Letteratura teatrale italiana 15/02/2010
Presentazione: Sanguineti compie 80 anni
Sanguineti compie quest’anno 80 anni. È nato (casualmente) a Genova nel 1930; successivamente la famiglia si trasferirà a Torino, dove avverrà la sua formazione. La pubblicazione del suo primo, “Laborintus”, è datata 1956 a cura dell’editore Magenta di Varese. È una raccolta di 27 poesie, come fossero 27 stanze/sezioni, scritte fra il 1951 e il 1954. Alcuni di questi testi erano già apparsi fra il 1951 e il 1953 su alcune riviste.
Il libro, appena uscito, ha subito un recensore importante: Pierpaolo Pasolini. Sarà un rapporto conflittuale, che durerà fin oltre la morte di Pasolini, producendo diversi testi importanti come una polemica in versi. Pur nella grande diversità, questi due intellettuali sono accomunati da uno schieramento anti-ermetico sul fronte del linguaggio: propongono infatti entrambi una linea colloquial-prosastica-narrativa. Entrambi sono poi autori di poesie e di romanzi. Più legato ancora ad una prospettiva almeno esteriormente del neorealismo Pasolini; chiaramente proiettato sulla via dello sperimentalismo Sanguineti. Uno accolto con grande successo come romanziere dal pubblico; l’altro letto molto poco, perché posto su una prospettiva di ricerca letteraria che va oltre il pubblico.
Entrambi infine sono legati all’esperienza del teatro e del cinema, anche se Sanguineti non come regista ma come autore, e del giornalismo, anche se Pasolini è più spregiudicato mentre Sanguineti collabora con quotidiani legati al Partito Comunista Italiano. Uno quindi è eretico, l’altro è militante.

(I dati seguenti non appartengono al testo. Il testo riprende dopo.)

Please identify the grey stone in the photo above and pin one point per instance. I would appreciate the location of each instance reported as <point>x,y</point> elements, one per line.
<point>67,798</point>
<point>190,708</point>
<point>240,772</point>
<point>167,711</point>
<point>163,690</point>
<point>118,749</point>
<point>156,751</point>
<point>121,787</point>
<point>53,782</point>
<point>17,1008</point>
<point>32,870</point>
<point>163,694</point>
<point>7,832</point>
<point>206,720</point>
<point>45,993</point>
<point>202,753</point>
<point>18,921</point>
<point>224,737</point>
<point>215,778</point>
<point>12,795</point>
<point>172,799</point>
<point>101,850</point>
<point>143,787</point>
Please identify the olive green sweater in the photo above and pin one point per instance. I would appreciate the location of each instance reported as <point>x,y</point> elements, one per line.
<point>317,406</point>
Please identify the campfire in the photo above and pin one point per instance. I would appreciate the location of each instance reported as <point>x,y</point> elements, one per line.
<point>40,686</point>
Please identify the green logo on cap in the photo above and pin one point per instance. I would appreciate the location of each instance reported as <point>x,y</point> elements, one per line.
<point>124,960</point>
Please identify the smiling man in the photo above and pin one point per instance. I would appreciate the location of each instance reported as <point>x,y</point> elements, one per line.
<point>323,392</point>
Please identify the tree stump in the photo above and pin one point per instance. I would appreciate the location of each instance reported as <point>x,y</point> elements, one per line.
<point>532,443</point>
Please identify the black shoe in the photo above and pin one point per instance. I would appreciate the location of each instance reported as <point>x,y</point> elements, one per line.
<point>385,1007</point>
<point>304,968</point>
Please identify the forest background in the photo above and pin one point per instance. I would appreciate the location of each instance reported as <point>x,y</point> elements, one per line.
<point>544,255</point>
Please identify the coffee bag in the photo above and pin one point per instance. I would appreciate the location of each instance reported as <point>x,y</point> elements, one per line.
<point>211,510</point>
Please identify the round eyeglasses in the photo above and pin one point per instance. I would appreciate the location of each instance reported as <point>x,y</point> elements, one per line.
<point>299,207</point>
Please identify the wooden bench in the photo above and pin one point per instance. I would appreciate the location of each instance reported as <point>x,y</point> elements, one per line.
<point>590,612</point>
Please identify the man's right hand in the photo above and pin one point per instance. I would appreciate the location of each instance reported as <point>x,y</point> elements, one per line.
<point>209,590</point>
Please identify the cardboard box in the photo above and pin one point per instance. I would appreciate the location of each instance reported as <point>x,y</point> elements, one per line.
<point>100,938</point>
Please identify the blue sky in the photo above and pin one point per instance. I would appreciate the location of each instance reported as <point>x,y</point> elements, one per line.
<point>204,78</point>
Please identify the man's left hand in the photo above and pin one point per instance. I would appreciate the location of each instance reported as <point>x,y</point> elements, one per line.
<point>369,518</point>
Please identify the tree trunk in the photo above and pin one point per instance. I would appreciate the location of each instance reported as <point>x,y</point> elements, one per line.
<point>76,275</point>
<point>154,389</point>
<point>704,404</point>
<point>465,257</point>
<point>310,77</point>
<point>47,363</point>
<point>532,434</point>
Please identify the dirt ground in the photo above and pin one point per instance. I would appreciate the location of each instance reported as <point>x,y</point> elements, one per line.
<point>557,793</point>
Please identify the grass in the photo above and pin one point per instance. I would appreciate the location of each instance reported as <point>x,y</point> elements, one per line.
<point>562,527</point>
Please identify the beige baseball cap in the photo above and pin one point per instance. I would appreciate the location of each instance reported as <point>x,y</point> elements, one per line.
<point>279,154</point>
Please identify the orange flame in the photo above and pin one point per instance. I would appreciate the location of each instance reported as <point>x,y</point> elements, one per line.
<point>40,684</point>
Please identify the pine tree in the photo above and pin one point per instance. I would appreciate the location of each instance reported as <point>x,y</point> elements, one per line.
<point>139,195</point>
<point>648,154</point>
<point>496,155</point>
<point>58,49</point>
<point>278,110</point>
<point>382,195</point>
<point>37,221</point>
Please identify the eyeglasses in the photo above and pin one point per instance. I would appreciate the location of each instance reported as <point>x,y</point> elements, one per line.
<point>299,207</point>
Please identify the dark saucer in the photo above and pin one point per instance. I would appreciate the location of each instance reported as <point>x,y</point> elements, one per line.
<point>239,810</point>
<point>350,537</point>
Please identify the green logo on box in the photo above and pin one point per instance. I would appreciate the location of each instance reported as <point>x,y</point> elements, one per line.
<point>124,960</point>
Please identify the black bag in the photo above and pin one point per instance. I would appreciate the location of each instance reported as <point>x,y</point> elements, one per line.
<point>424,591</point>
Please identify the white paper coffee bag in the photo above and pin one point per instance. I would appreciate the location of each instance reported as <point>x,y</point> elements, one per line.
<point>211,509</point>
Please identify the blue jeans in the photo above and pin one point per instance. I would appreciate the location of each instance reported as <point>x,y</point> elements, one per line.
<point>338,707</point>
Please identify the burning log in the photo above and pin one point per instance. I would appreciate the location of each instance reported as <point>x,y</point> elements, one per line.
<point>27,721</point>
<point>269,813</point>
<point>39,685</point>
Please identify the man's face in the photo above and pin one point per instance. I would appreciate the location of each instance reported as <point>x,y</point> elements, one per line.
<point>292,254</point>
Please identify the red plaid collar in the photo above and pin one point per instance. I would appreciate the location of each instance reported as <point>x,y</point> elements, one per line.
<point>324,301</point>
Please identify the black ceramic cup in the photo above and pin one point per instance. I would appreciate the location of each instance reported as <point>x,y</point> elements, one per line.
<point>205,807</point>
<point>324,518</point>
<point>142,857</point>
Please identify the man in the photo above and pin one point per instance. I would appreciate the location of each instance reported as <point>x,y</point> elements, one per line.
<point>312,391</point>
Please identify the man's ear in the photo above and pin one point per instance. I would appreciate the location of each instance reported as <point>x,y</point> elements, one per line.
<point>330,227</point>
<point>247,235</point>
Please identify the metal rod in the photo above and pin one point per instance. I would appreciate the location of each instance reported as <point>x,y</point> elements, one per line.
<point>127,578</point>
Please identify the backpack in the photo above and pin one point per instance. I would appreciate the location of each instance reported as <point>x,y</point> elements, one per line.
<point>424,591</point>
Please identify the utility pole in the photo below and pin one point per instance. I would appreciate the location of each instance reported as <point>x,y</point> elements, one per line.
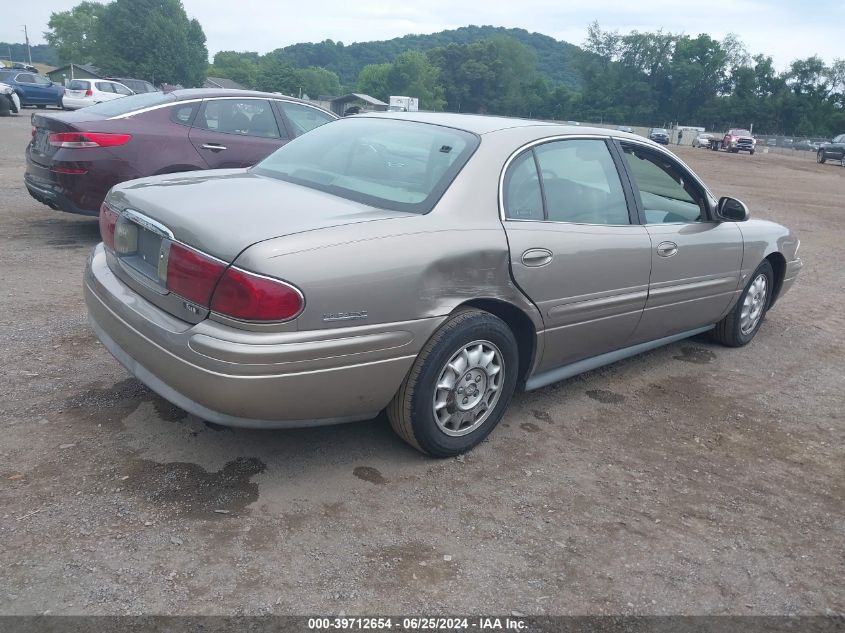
<point>28,50</point>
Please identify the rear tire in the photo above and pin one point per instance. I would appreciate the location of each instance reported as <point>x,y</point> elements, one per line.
<point>459,386</point>
<point>745,318</point>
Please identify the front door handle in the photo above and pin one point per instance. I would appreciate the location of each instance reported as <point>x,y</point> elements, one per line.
<point>535,257</point>
<point>667,249</point>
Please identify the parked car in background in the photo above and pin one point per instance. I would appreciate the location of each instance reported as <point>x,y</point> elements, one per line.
<point>138,86</point>
<point>81,93</point>
<point>398,262</point>
<point>806,145</point>
<point>10,103</point>
<point>22,66</point>
<point>659,135</point>
<point>74,158</point>
<point>33,89</point>
<point>739,140</point>
<point>702,140</point>
<point>835,150</point>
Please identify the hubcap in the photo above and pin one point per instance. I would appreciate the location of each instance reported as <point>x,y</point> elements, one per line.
<point>753,304</point>
<point>468,388</point>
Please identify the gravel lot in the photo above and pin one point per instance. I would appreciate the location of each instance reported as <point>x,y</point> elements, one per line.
<point>694,479</point>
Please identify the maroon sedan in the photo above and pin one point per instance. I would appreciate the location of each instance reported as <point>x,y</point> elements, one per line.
<point>74,158</point>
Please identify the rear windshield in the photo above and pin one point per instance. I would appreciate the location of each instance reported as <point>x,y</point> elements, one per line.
<point>130,104</point>
<point>396,165</point>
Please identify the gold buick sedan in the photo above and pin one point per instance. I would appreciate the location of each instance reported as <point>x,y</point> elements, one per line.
<point>426,264</point>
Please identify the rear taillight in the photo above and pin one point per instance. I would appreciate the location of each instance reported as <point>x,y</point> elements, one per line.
<point>78,140</point>
<point>191,274</point>
<point>108,221</point>
<point>250,297</point>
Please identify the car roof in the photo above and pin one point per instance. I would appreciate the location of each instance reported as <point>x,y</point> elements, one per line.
<point>476,123</point>
<point>208,93</point>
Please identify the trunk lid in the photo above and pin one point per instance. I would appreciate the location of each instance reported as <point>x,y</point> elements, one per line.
<point>220,214</point>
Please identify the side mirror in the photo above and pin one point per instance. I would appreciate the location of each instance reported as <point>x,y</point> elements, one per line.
<point>731,210</point>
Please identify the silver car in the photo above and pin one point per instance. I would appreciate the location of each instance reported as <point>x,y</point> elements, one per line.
<point>426,264</point>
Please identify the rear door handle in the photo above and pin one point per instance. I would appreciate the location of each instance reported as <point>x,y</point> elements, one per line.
<point>667,249</point>
<point>535,257</point>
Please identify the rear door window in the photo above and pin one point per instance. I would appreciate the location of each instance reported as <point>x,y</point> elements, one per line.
<point>183,114</point>
<point>247,117</point>
<point>580,183</point>
<point>302,118</point>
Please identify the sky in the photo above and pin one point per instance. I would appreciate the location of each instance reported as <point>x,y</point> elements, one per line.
<point>784,29</point>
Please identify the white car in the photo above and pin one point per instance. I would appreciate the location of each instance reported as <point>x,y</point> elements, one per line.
<point>10,103</point>
<point>80,93</point>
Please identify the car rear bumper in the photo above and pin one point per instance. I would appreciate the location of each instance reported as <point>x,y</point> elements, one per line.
<point>75,193</point>
<point>252,379</point>
<point>53,195</point>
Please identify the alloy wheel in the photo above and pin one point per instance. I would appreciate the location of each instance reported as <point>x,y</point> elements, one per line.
<point>753,304</point>
<point>468,388</point>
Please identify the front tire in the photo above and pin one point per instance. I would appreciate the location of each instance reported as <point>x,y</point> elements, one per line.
<point>745,318</point>
<point>458,387</point>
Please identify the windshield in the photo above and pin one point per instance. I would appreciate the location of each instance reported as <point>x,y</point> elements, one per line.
<point>128,104</point>
<point>396,165</point>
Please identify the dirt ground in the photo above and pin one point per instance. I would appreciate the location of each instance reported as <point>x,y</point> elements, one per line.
<point>694,479</point>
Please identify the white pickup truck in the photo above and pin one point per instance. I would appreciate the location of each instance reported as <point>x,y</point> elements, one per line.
<point>403,104</point>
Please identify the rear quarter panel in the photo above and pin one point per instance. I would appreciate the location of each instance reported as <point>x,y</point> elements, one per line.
<point>762,238</point>
<point>158,145</point>
<point>406,268</point>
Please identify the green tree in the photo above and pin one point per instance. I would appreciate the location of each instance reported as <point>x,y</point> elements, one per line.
<point>275,74</point>
<point>490,76</point>
<point>151,39</point>
<point>373,80</point>
<point>240,67</point>
<point>316,82</point>
<point>72,33</point>
<point>413,75</point>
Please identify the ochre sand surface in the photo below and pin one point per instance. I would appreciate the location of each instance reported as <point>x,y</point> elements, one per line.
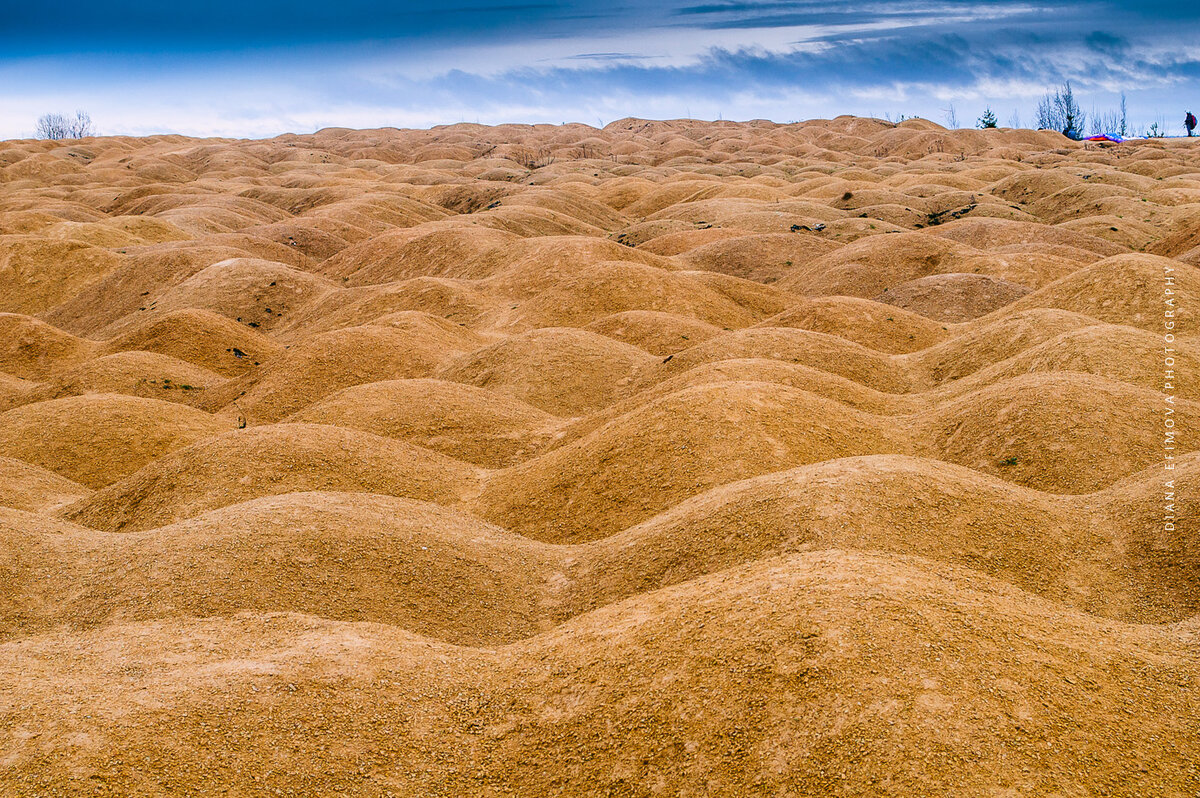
<point>665,459</point>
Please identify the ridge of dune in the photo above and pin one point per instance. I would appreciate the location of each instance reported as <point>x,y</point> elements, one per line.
<point>666,457</point>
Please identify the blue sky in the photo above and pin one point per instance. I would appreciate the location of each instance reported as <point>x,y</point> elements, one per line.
<point>247,69</point>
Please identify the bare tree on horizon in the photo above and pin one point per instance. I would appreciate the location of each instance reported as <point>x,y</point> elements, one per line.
<point>61,126</point>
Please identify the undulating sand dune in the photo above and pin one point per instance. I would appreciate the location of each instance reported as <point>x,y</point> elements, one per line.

Laborintus e il contesto culturale
Ma torniamo a Laborintus. Questo libro è legato alla figura di Luciano Anceschi, il quale ne favorisce la pubblicazione. Laborintus esce nella collana “Oggetto e simbolo”. Nel 1956 nasce la rivista “Il Verri”, di chiare ascendenze illuministiche, che richiama ad un impegno razionale della cultura. Sanguineti ne sarà collaboratore con Guglielmi, Giuliani, Balestrini e Porta. Gli stessi saranno protagonisti nel 1961 nell’antologia dei Novissimi, mentre a Palermo due anni dopo costituiranno il “Gruppo 63”, un movimento di neoavanguardia. Sperimentalismo, ripresa delle avanguardie storiche del primo ‘900 e intenti radicali sono alla base della loro azione.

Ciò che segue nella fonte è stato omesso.